The school was financed from a trust established in the will of Madame Marie Couvent, the African-American widow of Bernard Couvent, one of the most commercially successful free men of color in New Orleans. The concept of educating African-Americans was opposed by some members of the white community in New Orleans, and the establishment of the trust for the school was challenged in court. The widow died in 1837, and when the original executor of the will failed to forcefully implement its terms, a group of ten leading Afro-Creole intellectuals residing in New Orleans formed The Catholic Institute for the Instruction of Indigent Orphans. This group successfully sued in court to obtain control of the widow's estate. The courts did not finally rule in favor of this group until 1846.
The charter authorizing the Institute Catholique to function as a corporation was received from the state of Louisiana in 1847, and the school opened in 1848, renting facilities in the Fauborg Marigny suburb just east of the French Quarter while awaiting construction of a permanent building on the land donated by Madame Couvent.
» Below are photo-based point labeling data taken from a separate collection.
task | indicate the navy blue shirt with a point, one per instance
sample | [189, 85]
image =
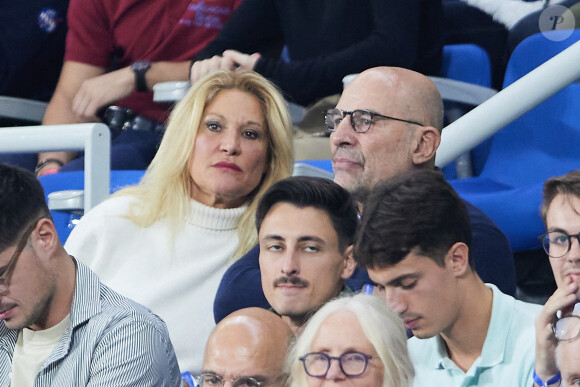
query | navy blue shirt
[32, 47]
[241, 285]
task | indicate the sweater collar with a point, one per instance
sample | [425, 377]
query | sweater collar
[212, 218]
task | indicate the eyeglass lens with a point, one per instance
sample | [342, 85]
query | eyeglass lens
[317, 364]
[360, 120]
[213, 380]
[558, 243]
[567, 328]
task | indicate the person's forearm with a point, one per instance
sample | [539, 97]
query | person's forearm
[58, 112]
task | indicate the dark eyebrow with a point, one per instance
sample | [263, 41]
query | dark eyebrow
[273, 237]
[224, 118]
[397, 281]
[310, 238]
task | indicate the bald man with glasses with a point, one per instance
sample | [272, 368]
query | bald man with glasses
[59, 326]
[559, 319]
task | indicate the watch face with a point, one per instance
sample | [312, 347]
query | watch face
[140, 65]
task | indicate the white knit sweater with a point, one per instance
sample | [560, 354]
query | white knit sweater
[176, 282]
[508, 12]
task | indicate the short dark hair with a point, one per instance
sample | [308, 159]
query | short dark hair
[568, 184]
[21, 203]
[415, 210]
[320, 193]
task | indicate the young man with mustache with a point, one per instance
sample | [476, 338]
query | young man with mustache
[387, 121]
[305, 228]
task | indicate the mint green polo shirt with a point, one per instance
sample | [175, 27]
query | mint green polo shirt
[507, 357]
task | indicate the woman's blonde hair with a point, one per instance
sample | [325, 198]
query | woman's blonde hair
[164, 191]
[382, 327]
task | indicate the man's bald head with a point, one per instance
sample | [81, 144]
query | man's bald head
[390, 147]
[250, 342]
[408, 92]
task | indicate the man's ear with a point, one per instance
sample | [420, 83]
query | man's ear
[426, 144]
[349, 262]
[457, 258]
[45, 236]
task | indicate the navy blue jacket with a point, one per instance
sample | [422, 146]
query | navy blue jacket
[241, 285]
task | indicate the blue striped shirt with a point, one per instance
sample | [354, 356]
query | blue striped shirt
[111, 341]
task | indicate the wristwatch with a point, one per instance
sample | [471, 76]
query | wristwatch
[140, 68]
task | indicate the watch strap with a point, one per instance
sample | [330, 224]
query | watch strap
[140, 68]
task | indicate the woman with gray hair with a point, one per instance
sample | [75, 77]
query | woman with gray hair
[167, 241]
[356, 338]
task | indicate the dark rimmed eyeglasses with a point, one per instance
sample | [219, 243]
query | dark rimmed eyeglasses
[352, 363]
[360, 120]
[557, 243]
[4, 277]
[210, 379]
[567, 328]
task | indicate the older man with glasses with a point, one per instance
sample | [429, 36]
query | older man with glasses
[247, 349]
[559, 319]
[59, 326]
[567, 330]
[388, 121]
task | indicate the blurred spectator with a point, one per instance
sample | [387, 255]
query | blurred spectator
[32, 50]
[116, 51]
[32, 47]
[59, 325]
[167, 241]
[249, 346]
[326, 40]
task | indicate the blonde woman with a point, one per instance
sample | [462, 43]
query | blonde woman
[167, 241]
[357, 341]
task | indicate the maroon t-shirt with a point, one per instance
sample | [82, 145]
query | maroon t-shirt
[153, 30]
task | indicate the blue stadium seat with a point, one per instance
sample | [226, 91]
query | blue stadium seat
[540, 144]
[66, 220]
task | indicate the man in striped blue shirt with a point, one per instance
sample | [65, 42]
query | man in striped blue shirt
[59, 326]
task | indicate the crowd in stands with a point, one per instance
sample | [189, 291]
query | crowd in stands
[219, 267]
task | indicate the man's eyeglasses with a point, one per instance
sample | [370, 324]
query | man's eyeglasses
[567, 328]
[12, 262]
[360, 120]
[557, 243]
[207, 379]
[352, 363]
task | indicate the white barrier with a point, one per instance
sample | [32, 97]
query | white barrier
[94, 139]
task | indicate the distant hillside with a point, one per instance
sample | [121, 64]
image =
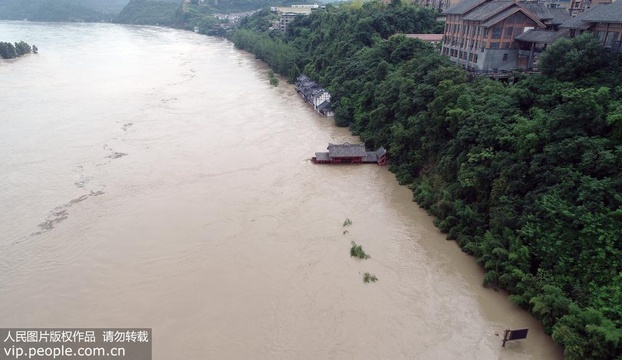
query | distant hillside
[60, 10]
[148, 12]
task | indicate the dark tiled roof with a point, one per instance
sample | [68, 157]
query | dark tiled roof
[604, 13]
[347, 150]
[373, 156]
[463, 7]
[576, 23]
[322, 156]
[541, 36]
[501, 16]
[559, 16]
[324, 105]
[539, 10]
[486, 11]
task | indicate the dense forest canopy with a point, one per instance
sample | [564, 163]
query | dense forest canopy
[526, 178]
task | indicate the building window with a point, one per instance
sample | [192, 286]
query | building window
[496, 32]
[518, 31]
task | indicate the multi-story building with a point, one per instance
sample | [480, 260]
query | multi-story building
[288, 14]
[482, 35]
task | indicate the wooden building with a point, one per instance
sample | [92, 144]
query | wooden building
[350, 154]
[315, 95]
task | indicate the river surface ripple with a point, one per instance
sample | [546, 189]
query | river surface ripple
[153, 178]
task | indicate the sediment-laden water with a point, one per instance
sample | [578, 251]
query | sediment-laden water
[153, 178]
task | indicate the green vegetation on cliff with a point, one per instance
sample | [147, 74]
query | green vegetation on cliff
[11, 51]
[526, 178]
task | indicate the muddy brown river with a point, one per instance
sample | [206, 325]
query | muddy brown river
[153, 178]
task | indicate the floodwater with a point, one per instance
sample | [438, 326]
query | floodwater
[153, 178]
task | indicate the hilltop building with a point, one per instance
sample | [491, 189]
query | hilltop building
[288, 14]
[315, 95]
[499, 35]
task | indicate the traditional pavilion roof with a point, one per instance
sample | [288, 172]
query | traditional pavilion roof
[463, 7]
[347, 150]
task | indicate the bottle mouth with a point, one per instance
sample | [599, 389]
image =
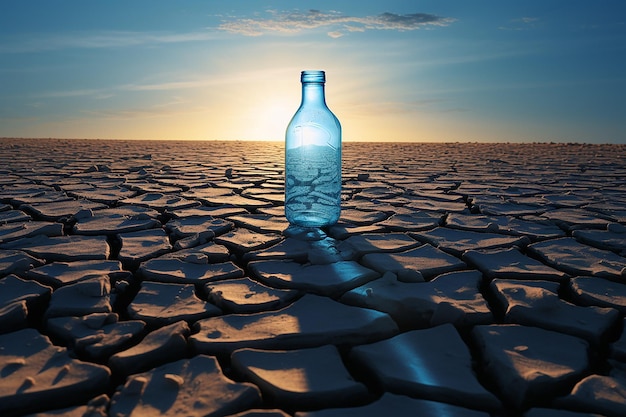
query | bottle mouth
[313, 76]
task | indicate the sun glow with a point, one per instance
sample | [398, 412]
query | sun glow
[269, 119]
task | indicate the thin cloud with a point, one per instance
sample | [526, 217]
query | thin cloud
[523, 23]
[104, 39]
[297, 21]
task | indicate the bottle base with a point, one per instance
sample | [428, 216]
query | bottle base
[311, 220]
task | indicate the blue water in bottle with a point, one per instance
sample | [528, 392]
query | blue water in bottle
[313, 159]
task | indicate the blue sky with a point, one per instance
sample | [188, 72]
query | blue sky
[456, 70]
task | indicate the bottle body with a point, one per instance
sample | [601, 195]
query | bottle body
[313, 159]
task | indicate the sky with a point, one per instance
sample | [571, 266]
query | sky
[396, 70]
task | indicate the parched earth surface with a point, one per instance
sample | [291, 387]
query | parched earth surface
[161, 278]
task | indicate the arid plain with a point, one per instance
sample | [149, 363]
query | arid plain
[161, 278]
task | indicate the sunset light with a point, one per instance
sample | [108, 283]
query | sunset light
[396, 70]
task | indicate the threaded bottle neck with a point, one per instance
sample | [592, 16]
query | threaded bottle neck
[318, 77]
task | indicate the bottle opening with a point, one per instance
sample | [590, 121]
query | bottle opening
[310, 76]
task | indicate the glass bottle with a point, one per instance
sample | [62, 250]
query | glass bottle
[313, 159]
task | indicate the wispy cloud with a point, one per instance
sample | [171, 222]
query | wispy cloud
[297, 21]
[101, 39]
[523, 23]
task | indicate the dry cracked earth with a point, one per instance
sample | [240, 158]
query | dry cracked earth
[145, 278]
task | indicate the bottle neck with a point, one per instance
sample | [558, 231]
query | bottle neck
[313, 93]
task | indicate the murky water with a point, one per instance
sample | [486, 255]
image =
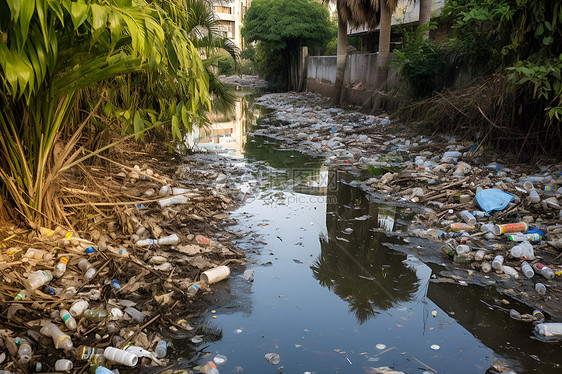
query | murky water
[330, 296]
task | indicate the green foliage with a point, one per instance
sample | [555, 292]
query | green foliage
[281, 27]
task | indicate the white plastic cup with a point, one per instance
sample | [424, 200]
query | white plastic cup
[78, 308]
[120, 356]
[63, 365]
[215, 275]
[60, 339]
[170, 239]
[523, 250]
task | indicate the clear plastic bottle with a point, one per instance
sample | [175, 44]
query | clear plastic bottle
[95, 315]
[497, 263]
[37, 279]
[468, 217]
[60, 339]
[87, 268]
[69, 321]
[60, 268]
[527, 269]
[161, 349]
[540, 288]
[78, 308]
[192, 290]
[63, 365]
[24, 351]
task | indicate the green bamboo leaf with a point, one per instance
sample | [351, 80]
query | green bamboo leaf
[27, 10]
[78, 13]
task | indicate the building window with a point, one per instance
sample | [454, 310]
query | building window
[223, 9]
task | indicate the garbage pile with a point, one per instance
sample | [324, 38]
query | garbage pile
[498, 220]
[102, 299]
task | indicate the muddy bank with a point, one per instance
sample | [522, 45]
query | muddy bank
[438, 177]
[127, 277]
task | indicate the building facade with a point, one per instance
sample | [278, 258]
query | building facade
[231, 15]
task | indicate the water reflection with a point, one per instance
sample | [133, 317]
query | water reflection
[227, 133]
[354, 264]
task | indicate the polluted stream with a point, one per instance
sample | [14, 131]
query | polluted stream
[332, 287]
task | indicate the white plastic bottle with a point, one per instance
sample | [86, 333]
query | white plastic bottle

Felice Coulon Cailloux, wife of Andre Cailloux, later a hero in the American Civil War, initially served as the principal of the school while it operated in temporary quarters.
By 1850, the city of New Orleans had a population of approximately 150,000. Of this population, 15,000 were free people of color, and 15,000 were slaves. The city had a three tier social structure, at the top of which were free whites, in the middle were free people of color, and at the bottom were slaves. Free people of color could own property, own businesses, and enter contracts, but could not vote, marry whites, or send their children to the public schools of the city, which were established in 1841. The latter fact rankled the French inspired republican idealism of the Afro-Creole intelligentsia, many of whom had been educated in France.